Ce problème de modélisation un peu formel illustre, à sa manière, la difficulté qu'ont longtemps éprouvée les sciences de la nature et celles de l'homme à se situer les unes par rapport aux autres et, partant, à travailler ensemble. Le cloisonnement n'a pas tout à fait disparu. Les premières se limitent volontiers au fonctionnement de la machine Terre, sans inclure les sociétés humaines dans leur problématique. Une forme d'écologie participe de la même démarche réductrice, en n'intégrant pas l'homme comme élément à part entière de l'écosystème. Les secondes, de leur côté, continuent parfois à ignorer le milieu physique dans lequel vit l'homme.

  « APPROCHE ÉCOSYSTÉMIQUE » Des ponts ont pourtant été jetés, ces dernières années, entre les disciplines.

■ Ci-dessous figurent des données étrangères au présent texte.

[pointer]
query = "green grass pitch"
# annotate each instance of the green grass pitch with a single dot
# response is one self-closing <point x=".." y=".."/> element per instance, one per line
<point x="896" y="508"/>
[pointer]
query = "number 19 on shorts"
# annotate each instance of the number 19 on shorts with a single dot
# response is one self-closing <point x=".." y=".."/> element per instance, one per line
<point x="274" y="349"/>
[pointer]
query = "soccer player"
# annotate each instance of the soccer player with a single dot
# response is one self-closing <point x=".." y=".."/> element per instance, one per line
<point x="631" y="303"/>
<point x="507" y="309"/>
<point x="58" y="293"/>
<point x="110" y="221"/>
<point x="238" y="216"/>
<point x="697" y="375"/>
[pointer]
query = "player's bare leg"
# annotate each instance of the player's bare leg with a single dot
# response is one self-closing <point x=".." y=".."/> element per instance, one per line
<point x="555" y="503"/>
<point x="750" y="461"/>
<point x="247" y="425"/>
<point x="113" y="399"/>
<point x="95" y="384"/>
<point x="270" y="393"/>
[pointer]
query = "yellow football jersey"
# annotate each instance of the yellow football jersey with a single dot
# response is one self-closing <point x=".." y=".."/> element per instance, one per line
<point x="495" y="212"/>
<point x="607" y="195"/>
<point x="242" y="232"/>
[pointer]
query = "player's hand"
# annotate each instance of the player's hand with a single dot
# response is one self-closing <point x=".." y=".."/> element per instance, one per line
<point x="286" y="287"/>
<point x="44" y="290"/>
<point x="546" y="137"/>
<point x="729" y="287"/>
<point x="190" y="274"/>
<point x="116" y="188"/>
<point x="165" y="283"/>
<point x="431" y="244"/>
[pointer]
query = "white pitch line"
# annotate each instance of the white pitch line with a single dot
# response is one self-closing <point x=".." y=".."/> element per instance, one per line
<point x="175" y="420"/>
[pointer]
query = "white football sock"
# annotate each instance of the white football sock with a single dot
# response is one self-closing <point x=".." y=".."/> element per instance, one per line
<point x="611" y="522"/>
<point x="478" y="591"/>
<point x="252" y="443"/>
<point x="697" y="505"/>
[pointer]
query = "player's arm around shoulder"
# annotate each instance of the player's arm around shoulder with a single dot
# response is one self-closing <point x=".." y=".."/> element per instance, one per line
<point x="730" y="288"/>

Les Américains ont ainsi développé le concept d' « approche écosystémique », prenant en compte la dimension sociale et économique des problèmes écologiques. En France, le CNRS poursuit, depuis 1994, un ambitieux programme interdisciplinaire de recherche sur les « systèmes écologiques et actions de l'homme », mettant en avant la notion d' « anthroposystème ». Celui-ci se caractérise par « les interactions entre la dynamique des systèmes naturels et celle des sociétés qui y vivent et les utilisent », explique Christian Lévêque, responsable du programme Environnement, vie et société du CNRS.

Les débats planétaires sur le « changement global », le développement durable ou la biodiversité ont banalisé l'idée de l'interdépendance de l'homme et de son milieu, de la nature et de la civilisation. Pour les chercheurs, toutefois, cette approche intégratrice s'avère extrêmement complexe.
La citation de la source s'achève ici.